Bir de askerî sistemlerden söz ettiniz. Askerî sistemler de otonom sistemler ve savunma amaçlı sistemler de esasen ilk slaytta vardı, bununla ilgili olarak çok kısa bir bilgi vermek istiyorum. NATO'da İnovasyon, Hibrit ve Siber Bölümü (IHC Division) içerisinde NATO Veri ve Yapay Zekâ Gözden Geçirme Kurulu kuruldu. Ne zaman? 7 Ekim 2022 tarihinde. Neyi amaçlıyor? Kısa ismi "DARB", "DARB" diyeceğim bu kurul için. NATO yapay zekâ stratejisi ve veri kullanımı çerçevesinde savunma amaçlı yapay zekâ uygulamalarının ve veri kullanımının sorumlu kullanım prensipleri doğrultusunda hayata geçirilmesini hedefliyor.

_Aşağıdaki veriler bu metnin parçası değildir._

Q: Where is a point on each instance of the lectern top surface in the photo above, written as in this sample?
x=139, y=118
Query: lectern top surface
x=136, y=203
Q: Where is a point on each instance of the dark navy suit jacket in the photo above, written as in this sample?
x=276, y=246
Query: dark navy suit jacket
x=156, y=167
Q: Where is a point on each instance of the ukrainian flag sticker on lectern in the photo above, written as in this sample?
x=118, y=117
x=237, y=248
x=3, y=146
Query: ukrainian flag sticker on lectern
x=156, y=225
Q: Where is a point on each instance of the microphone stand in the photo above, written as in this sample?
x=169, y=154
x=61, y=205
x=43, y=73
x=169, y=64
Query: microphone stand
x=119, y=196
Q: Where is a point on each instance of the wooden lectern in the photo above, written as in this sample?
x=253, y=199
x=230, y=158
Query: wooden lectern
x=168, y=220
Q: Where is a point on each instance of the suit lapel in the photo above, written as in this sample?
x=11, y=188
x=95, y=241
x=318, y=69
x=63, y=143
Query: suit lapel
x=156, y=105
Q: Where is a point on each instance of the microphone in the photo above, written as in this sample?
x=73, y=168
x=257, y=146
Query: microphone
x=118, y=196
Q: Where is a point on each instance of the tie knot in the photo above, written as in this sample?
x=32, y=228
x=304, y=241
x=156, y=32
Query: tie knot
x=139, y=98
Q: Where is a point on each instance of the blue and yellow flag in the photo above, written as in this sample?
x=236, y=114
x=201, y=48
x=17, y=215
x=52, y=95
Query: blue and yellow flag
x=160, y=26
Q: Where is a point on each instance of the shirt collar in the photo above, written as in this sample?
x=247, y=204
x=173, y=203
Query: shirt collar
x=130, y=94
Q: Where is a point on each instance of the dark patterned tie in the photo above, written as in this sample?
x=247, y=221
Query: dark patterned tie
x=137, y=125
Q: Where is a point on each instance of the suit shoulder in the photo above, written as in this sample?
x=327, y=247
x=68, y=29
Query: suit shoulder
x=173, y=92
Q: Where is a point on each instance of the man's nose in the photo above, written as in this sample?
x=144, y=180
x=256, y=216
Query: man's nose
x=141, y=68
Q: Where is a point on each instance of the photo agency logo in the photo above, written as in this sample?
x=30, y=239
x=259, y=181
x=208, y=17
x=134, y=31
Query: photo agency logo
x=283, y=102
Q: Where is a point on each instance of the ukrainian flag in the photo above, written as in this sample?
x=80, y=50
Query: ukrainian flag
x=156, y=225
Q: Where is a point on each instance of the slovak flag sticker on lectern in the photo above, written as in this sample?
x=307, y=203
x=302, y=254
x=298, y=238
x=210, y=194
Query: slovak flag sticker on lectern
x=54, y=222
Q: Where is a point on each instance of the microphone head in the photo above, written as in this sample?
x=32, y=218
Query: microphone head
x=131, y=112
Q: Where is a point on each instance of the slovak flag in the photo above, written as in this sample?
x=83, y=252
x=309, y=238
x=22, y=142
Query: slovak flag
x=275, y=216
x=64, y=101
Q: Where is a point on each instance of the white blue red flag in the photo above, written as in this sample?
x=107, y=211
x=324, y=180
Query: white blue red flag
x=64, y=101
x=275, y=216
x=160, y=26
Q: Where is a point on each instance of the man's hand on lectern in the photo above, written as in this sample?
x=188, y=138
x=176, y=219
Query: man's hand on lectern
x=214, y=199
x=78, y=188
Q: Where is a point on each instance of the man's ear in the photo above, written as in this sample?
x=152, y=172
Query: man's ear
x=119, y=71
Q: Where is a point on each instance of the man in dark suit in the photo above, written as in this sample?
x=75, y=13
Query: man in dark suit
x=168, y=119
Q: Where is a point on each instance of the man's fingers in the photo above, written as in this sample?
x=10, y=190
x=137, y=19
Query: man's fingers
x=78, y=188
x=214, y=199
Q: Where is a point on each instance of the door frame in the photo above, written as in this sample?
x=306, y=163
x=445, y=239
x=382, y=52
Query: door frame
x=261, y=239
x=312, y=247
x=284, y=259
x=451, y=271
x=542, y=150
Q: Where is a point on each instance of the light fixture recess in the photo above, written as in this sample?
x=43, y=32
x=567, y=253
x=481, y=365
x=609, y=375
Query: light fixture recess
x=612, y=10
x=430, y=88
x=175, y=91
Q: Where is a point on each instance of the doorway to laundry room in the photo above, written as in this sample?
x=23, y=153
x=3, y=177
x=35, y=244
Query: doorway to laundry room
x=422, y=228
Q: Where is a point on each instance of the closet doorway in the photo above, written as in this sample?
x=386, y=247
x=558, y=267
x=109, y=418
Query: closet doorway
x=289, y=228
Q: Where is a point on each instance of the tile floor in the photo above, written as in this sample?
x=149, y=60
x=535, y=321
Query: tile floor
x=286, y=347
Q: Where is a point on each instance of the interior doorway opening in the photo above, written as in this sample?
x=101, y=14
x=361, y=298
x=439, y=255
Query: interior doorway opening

Sorumlu kullanım prensipleri nedir? Şimdi, bakın, burada da farklılaşıyor, uluslararası örgütten örgüte bile farklılaşabiliyor bu ilkeler ve prensipler. Örneğin, biz burada şeffaflığı görmeyiz. 6 tane ilke belirlemiş durumda. Mesela, OECD yapay zekâ ilkelerinde 10 kadar ilke var çünkü daha sivil bir fora ama burası askerî bir fora olduğu için 6 tane ilkesi var. Bunlar neler? Hukuka uygunluk, sorumluluk, hesap verebilirlik, açıklanabilirlik, izlenebilirlik, yönetilebilirlik, güvenilirlik, yanlılık azaltma. Burada şeffaflık yok, tabii ki olmaz çünkü burası askerî uygulamalar ama burada 2 tane alt çalışma grubu kurdular. Bu arada, bu bilgileri nereden biliyorum? Ben "odak noktası" sıfatıyla şu an temsil yürütüyorum NATO'da, "DARB" içerisinde. 2 tane alt çalışma grubu var; bir tanesi standartlar, değerlendirmeler ve araç kitleri; diğeri bilgi paylaşımı alt grubu. Bu bilgi paylaşımı alt grubu çok fazla bir şey yapmıyor, daha çok üretken yapay zekânın fırsatları ve riskleri üzerinde beyaz bültenler çalışıyor yani daha böyle bilgi amaçlı, teorik içerikte fakat standartlar, değerlendirmeler ve araç kitleri ne yaptı? Sorumlu yapay zekâ değerlendirmesi ve araç kiti ortaya çıkardı, çalıştı. Daha sonra, bu sorumlu yapay zekâ ilkelerine dayalı "Ben bir sertifikasyon standardı ortaya koyacak olursam..." Sorumlu yapay zekâ sertifikasyon standardı çok ciddi bir iş, bir standart çalışması yani savunma amaçlı sistemlerde NATO teşkilatının kullanacağı silahlar, yapay zekâ destekli her türlü şey için bir sertifikasyon standardı çalışması demek bu. Bunun için 12 temel gereksinim belirledi fakat maalesef bu yapay zekâ sertifikasyon standardı çalışması çok "ambitious" başladı yani çok iddialı başladı; "İki yıl içerisinde biz bunu çalışacağız, bitireceğiz." dediler ama tabii ki olmadı çünkü -dediğim gibi- bu ilkeler yani bahsettiğim 6 tane sorumlu kullanım prensipleri -principles of responsible use- çok soyut ilkeler ama askeriye asla soyut ilkelerle çalışmaz, askerlerin çok net kuralları olması gerekiyor bir sertifikasyon standardı olabilmesi için. Şöyle düşünün: 6 milisaniyede bir ateş eden yapay zekâ destekli bir silah var. Bu silahın gözetimini nasıl yapacağız, insan gözetimi nasıl sağlanacak? Çünkü mesela Başkanımızın yaptığı sunumda dedik ki mutlaka insan kontrolünde, "supervision"ında, denetiminde ilerlemesi lazım. Peki, bunun denetimini nasıl yapacağız? Asıl soru bu. O yüzden, bu sertifikasyon standardı çalışmaları şu an ilerliyor ama biraz daha ağır ilerliyor.